Henceforth I'll restrict myself to the question of finding all optimal solutions.

Uncountably infinite is a lot. Start with a linear program (no $x$). If $\hat{y}$ and $\tilde{y}$ are two optimal solutions with objective value $f^{*}$, then any convex combination $\lambda\hat{y}+(1-\lambda)\tilde{y}$ with $0\le\lambda\le1$ belongs to $\mathcal{P}$ (by convexity) and has the same objective value $f^{*}$ (by linearity of $f$). So right away we have an uncountable number of optima. With a pure integer program (no $y$), the situation is rosier: since we have assumed that $\mathcal{P}$ is bounded, the feasible region $\tilde{\mathcal{P}}$ will contain a finite number of integer lattice points, and so the number of optimal solutions will be finite. (Note, however, that "finite" does not preclude "annoyingly large".)

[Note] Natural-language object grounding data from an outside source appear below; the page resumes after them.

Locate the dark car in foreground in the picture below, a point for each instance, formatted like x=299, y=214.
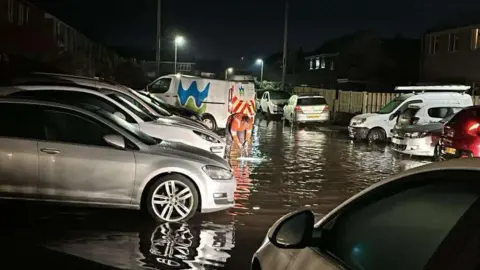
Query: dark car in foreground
x=424, y=218
x=461, y=135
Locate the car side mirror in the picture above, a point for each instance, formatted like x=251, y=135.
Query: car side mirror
x=116, y=141
x=120, y=115
x=293, y=231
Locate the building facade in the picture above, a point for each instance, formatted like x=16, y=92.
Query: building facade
x=452, y=56
x=363, y=61
x=31, y=33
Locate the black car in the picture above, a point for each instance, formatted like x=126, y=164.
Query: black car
x=172, y=109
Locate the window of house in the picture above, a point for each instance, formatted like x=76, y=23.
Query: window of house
x=11, y=9
x=21, y=14
x=453, y=40
x=475, y=39
x=432, y=44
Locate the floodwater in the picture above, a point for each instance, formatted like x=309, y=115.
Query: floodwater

With a mixed integer linear program (MILP), things are trifle more complex. The projection of the set of optimal solutions onto $\mathbb{Z}^{m}$, i.e., the set of $x$ for which a $y$ exists such that $(x,y)$ is optimal, will be finite. If for each such $x$ there is exactly one $y$ yielding an optimal solution, the number of optima is finite. As soon as we find one $x$ such that $(x,y)$ and $(x,y')$ are both optimal with $y\neq y'$, we're back to having an uncountable number of optima.

Putting all that together, for ILPs we can ask to find all optima. For LPs, the best we can do is ask to find all extreme points (vertices) of $\mathcal{P}$ that are optimal. For MILPs, we can ask for all $x^{*}$ that correspond to optimal solutions, and for each such $x^{*}$ we can ask for a single $y^{*}$, or at most all extreme points of $\left\{ y\in\mathbb{R}^{n}:\left(x^{*},y^{*}\right)\in\mathcal{P}^{*}\right\}$ (yet another polytope).

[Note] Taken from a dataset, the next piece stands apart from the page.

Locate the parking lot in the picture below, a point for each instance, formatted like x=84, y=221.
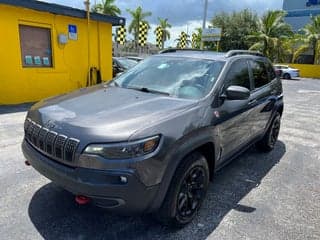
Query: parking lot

This could take a while. Let's consider the LP case again (no $x$). Per the Wikipedia entry, the Avis-Fukuda algorithm for enumerating the vertices of a polytope $\mathcal{P}$ expressed as the solution to a set of linear inequalities in $y$ has time complexity of $O(knv)$, where $k$ is the number of nonredundant inequalities defining $\mathcal{P}$, $n$ is the dimension of $y$ and $v$ is the number of vertices to be enumerated. (Sorry, my notation is slightly different from the Wikipedia's. Deal with it.) This does not look too bad ... until you stop to think about $v$. If the polynomial is a hypercube, $k=2n$ and $v=2^{n}$, so we're looking at $O\left(n^{2}2^{n}\right)$ time. That's fine for small $n$, but it blows up fairly quickly as $n$ increases.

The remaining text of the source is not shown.